By Aline Mahrud
WORTH A LOOK?: **** RUNTIME: 70 minutes (without interval)
WHEN?: Monday 22 June, opens 30 June and runs through 15 August 2026
Meet troubled police officer Joe, played by Russell Tovey (Constellations, Vaudeville Theatre), who takes a series of 999 calls in this real-time thriller set in London.
- Read on for reasons including how this is the perfect setting for this real-time thriller to grip you by your collar and never let go
Joe’s job is to dispatch the emergency services needed to potential crime scenes and during The Guilty we also learn that he’s a father who misses his young daughter and doesn’t get on with his estranged wife.
It’s also the night before a hearing at which his professionalism is going to be called into question and there’s a journalist with his mobile phone number who wants to give this working class public servant the chance to tell his side of the story.
The Guilty is based on 2018 Danish film Den skyldige which was the country’s submission for the Best Foreign Language Film at the 91st Academy Awards.
The best thing about this theatrical version is that Joe’s isolation on stage allows us to believe what a terrifically pressured job this can be but also, without co-workers around as we imagines happens in the UK, that he might allow himself to develop a bit of a God complex and act as judge and jury when he hears something he doesn’t like.

Tovey’s skilled at portraying a working class everyman who can both empathise with a caller who appears to have been abducted and is pretending to talk to her young daughter but also to go too far when his frustrations with actions he’s physically powerless to intervene in don’t fit with his warped sense of right and wrong.
Director Felix Barrett does a great job in ratcheting up the tension and the sounds of the phone calls we hear as Joe does are particularly eerie, sinister and annoyingly baffling in revealing exactly what is going on.
At its worst The Guilty could have been increasingly agitated man takes a series of a dozen or so calls over the course of 70 minutes but it’s to the credit of everyone involved that this drips with jeopardy and relatable horror.

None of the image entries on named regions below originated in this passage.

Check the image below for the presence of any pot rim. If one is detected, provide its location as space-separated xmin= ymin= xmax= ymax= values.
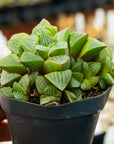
xmin=1 ymin=86 xmax=112 ymax=119
xmin=0 ymin=86 xmax=112 ymax=108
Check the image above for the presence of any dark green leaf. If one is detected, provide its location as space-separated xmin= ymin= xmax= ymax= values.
xmin=13 ymin=91 xmax=29 ymax=101
xmin=44 ymin=55 xmax=70 ymax=73
xmin=1 ymin=87 xmax=13 ymax=98
xmin=1 ymin=71 xmax=21 ymax=86
xmin=0 ymin=54 xmax=27 ymax=74
xmin=21 ymin=52 xmax=44 ymax=71
xmin=54 ymin=28 xmax=69 ymax=42
xmin=79 ymin=38 xmax=106 ymax=61
xmin=48 ymin=42 xmax=69 ymax=57
xmin=69 ymin=32 xmax=88 ymax=58
xmin=45 ymin=70 xmax=72 ymax=91
xmin=35 ymin=76 xmax=50 ymax=94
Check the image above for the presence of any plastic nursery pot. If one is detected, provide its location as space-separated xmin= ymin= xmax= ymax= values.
xmin=1 ymin=87 xmax=111 ymax=144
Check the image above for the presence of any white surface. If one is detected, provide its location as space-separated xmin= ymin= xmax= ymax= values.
xmin=95 ymin=117 xmax=102 ymax=135
xmin=75 ymin=13 xmax=85 ymax=32
xmin=93 ymin=8 xmax=105 ymax=29
xmin=103 ymin=125 xmax=114 ymax=144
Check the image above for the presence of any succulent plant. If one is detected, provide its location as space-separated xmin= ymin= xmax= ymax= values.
xmin=0 ymin=19 xmax=114 ymax=106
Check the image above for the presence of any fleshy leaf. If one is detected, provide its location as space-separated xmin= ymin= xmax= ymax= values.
xmin=1 ymin=71 xmax=21 ymax=86
xmin=44 ymin=25 xmax=57 ymax=36
xmin=36 ymin=45 xmax=50 ymax=60
xmin=39 ymin=32 xmax=55 ymax=46
xmin=69 ymin=72 xmax=83 ymax=88
xmin=71 ymin=58 xmax=83 ymax=72
xmin=18 ymin=74 xmax=30 ymax=92
xmin=70 ymin=56 xmax=75 ymax=68
xmin=48 ymin=41 xmax=69 ymax=57
xmin=99 ymin=78 xmax=107 ymax=89
xmin=64 ymin=90 xmax=79 ymax=102
xmin=32 ymin=19 xmax=57 ymax=36
xmin=35 ymin=76 xmax=50 ymax=94
xmin=40 ymin=95 xmax=60 ymax=105
xmin=54 ymin=28 xmax=69 ymax=42
xmin=20 ymin=35 xmax=39 ymax=53
xmin=81 ymin=76 xmax=99 ymax=90
xmin=0 ymin=54 xmax=27 ymax=74
xmin=71 ymin=88 xmax=82 ymax=100
xmin=45 ymin=70 xmax=72 ymax=90
xmin=44 ymin=55 xmax=70 ymax=73
xmin=101 ymin=56 xmax=112 ymax=73
xmin=79 ymin=38 xmax=106 ymax=61
xmin=29 ymin=72 xmax=38 ymax=87
xmin=43 ymin=85 xmax=61 ymax=96
xmin=1 ymin=87 xmax=13 ymax=98
xmin=102 ymin=73 xmax=114 ymax=85
xmin=110 ymin=72 xmax=114 ymax=79
xmin=86 ymin=62 xmax=101 ymax=76
xmin=21 ymin=52 xmax=44 ymax=71
xmin=69 ymin=32 xmax=88 ymax=58
xmin=13 ymin=91 xmax=29 ymax=101
xmin=98 ymin=48 xmax=113 ymax=62
xmin=83 ymin=62 xmax=92 ymax=78
xmin=111 ymin=62 xmax=114 ymax=72
xmin=13 ymin=82 xmax=26 ymax=94
xmin=7 ymin=33 xmax=27 ymax=55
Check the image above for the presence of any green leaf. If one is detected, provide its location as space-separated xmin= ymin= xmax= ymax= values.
xmin=44 ymin=55 xmax=70 ymax=73
xmin=69 ymin=32 xmax=88 ymax=58
xmin=29 ymin=72 xmax=38 ymax=87
xmin=21 ymin=52 xmax=44 ymax=71
xmin=40 ymin=95 xmax=60 ymax=105
xmin=44 ymin=25 xmax=57 ymax=36
xmin=13 ymin=82 xmax=26 ymax=94
xmin=83 ymin=62 xmax=101 ymax=78
xmin=79 ymin=38 xmax=106 ymax=61
xmin=69 ymin=72 xmax=83 ymax=88
xmin=111 ymin=62 xmax=114 ymax=72
xmin=35 ymin=76 xmax=50 ymax=94
xmin=36 ymin=45 xmax=50 ymax=60
xmin=13 ymin=91 xmax=29 ymax=101
xmin=81 ymin=76 xmax=99 ymax=90
xmin=7 ymin=33 xmax=27 ymax=55
xmin=102 ymin=73 xmax=114 ymax=85
xmin=71 ymin=58 xmax=83 ymax=72
xmin=1 ymin=71 xmax=21 ymax=86
xmin=45 ymin=70 xmax=72 ymax=91
xmin=20 ymin=35 xmax=39 ymax=53
xmin=32 ymin=19 xmax=57 ymax=36
xmin=98 ymin=48 xmax=113 ymax=62
xmin=101 ymin=56 xmax=112 ymax=73
xmin=86 ymin=62 xmax=101 ymax=76
xmin=43 ymin=85 xmax=61 ymax=96
xmin=54 ymin=28 xmax=69 ymax=42
xmin=99 ymin=78 xmax=107 ymax=89
xmin=71 ymin=88 xmax=82 ymax=100
xmin=18 ymin=74 xmax=30 ymax=92
xmin=110 ymin=72 xmax=114 ymax=79
xmin=70 ymin=56 xmax=75 ymax=68
xmin=39 ymin=31 xmax=55 ymax=46
xmin=0 ymin=54 xmax=27 ymax=74
xmin=48 ymin=42 xmax=69 ymax=57
xmin=64 ymin=90 xmax=79 ymax=102
xmin=1 ymin=87 xmax=13 ymax=98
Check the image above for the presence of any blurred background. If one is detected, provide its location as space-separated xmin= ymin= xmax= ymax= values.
xmin=0 ymin=0 xmax=114 ymax=144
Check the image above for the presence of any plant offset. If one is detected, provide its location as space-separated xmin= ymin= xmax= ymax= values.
xmin=0 ymin=19 xmax=114 ymax=106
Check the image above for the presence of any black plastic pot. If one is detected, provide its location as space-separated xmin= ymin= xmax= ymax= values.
xmin=1 ymin=87 xmax=111 ymax=144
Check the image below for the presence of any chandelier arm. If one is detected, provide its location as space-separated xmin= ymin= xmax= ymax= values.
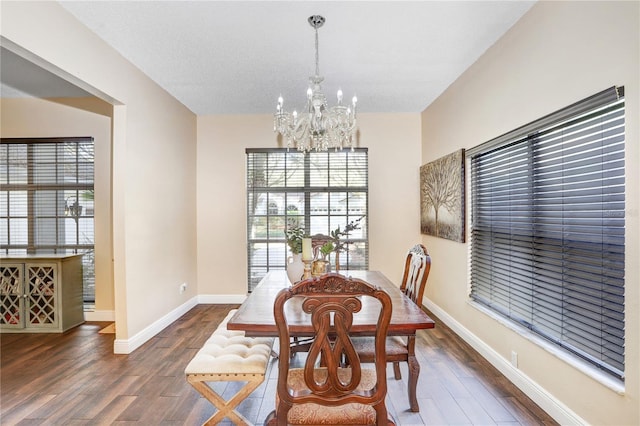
xmin=274 ymin=15 xmax=357 ymax=153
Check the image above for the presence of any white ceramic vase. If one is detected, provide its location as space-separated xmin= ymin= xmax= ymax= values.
xmin=287 ymin=253 xmax=304 ymax=284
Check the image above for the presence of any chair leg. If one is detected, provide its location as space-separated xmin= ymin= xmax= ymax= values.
xmin=407 ymin=335 xmax=420 ymax=413
xmin=393 ymin=362 xmax=402 ymax=380
xmin=408 ymin=356 xmax=420 ymax=413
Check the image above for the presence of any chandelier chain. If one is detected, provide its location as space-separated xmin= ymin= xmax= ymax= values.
xmin=273 ymin=15 xmax=357 ymax=153
xmin=315 ymin=27 xmax=320 ymax=76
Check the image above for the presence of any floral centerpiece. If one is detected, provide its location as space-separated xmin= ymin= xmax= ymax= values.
xmin=331 ymin=216 xmax=364 ymax=271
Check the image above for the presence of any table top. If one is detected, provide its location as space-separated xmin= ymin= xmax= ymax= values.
xmin=227 ymin=271 xmax=435 ymax=337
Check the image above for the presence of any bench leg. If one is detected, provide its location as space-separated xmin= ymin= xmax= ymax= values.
xmin=187 ymin=375 xmax=265 ymax=425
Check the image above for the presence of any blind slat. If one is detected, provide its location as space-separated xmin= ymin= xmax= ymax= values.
xmin=467 ymin=89 xmax=625 ymax=379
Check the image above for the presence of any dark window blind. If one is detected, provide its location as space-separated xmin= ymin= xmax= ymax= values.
xmin=0 ymin=137 xmax=95 ymax=302
xmin=246 ymin=148 xmax=369 ymax=291
xmin=468 ymin=88 xmax=625 ymax=379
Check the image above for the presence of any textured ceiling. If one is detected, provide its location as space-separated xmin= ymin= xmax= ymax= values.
xmin=3 ymin=1 xmax=533 ymax=114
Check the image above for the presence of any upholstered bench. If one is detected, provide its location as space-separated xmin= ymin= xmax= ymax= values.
xmin=185 ymin=309 xmax=274 ymax=425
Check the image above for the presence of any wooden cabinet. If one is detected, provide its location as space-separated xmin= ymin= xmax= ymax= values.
xmin=0 ymin=255 xmax=84 ymax=333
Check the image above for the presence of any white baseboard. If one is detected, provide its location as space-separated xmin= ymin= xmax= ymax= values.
xmin=425 ymin=299 xmax=587 ymax=426
xmin=113 ymin=297 xmax=198 ymax=354
xmin=111 ymin=294 xmax=247 ymax=354
xmin=198 ymin=294 xmax=247 ymax=305
xmin=84 ymin=311 xmax=116 ymax=321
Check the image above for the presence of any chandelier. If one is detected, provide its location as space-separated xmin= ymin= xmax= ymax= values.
xmin=273 ymin=15 xmax=358 ymax=152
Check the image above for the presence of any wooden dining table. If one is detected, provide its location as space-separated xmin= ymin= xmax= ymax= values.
xmin=227 ymin=270 xmax=435 ymax=412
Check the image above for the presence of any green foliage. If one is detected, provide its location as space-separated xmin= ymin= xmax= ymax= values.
xmin=320 ymin=241 xmax=335 ymax=258
xmin=285 ymin=227 xmax=304 ymax=254
xmin=331 ymin=216 xmax=364 ymax=253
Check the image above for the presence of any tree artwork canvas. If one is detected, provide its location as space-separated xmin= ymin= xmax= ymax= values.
xmin=420 ymin=149 xmax=464 ymax=243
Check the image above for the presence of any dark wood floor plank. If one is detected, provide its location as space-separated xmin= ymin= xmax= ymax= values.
xmin=0 ymin=305 xmax=556 ymax=426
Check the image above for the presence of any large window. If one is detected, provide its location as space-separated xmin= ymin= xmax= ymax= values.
xmin=467 ymin=88 xmax=625 ymax=379
xmin=247 ymin=148 xmax=369 ymax=291
xmin=0 ymin=138 xmax=95 ymax=303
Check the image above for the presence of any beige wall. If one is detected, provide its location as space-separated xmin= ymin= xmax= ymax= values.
xmin=197 ymin=114 xmax=420 ymax=295
xmin=422 ymin=1 xmax=640 ymax=425
xmin=0 ymin=2 xmax=196 ymax=353
xmin=0 ymin=98 xmax=114 ymax=317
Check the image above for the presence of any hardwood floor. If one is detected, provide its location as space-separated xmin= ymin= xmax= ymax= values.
xmin=0 ymin=305 xmax=557 ymax=425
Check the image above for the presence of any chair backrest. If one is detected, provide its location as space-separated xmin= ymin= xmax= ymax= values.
xmin=273 ymin=273 xmax=392 ymax=424
xmin=400 ymin=244 xmax=431 ymax=306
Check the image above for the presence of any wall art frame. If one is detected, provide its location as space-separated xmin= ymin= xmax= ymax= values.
xmin=420 ymin=149 xmax=465 ymax=243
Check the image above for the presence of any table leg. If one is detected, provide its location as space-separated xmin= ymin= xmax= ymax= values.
xmin=407 ymin=335 xmax=420 ymax=413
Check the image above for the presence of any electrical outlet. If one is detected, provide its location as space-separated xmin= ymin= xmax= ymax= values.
xmin=511 ymin=351 xmax=518 ymax=368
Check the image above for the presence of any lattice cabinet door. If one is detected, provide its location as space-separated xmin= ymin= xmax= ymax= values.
xmin=0 ymin=262 xmax=25 ymax=329
xmin=25 ymin=263 xmax=59 ymax=328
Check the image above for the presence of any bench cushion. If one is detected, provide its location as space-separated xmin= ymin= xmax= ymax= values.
xmin=185 ymin=309 xmax=273 ymax=375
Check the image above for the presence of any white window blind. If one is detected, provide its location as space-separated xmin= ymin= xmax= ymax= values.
xmin=468 ymin=88 xmax=625 ymax=379
xmin=0 ymin=137 xmax=95 ymax=302
xmin=246 ymin=148 xmax=369 ymax=291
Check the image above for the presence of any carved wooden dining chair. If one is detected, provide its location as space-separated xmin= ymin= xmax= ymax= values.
xmin=354 ymin=244 xmax=431 ymax=412
xmin=266 ymin=273 xmax=395 ymax=425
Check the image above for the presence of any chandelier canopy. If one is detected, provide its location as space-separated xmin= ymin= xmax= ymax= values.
xmin=273 ymin=15 xmax=358 ymax=152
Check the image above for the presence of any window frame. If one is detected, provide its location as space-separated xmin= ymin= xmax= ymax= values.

If you’re wanting to take a picture of Tovey at the bows, the literature from the Donmar makes explicit that this isn’t allowed, an instruction reiterated before the show and policed on the evening we attended.
Tovey is an always watchable actor and we’ve particularly enjoyed some of his most recent acting choices including film Plainclothes and the Russell T Davies sci-fi TV drama The War Between The Land And The Sea.

It’s great to welcome back to the theatre and the Donmar is the perfect setting for this real-time horror to grip you by your collar and never let go.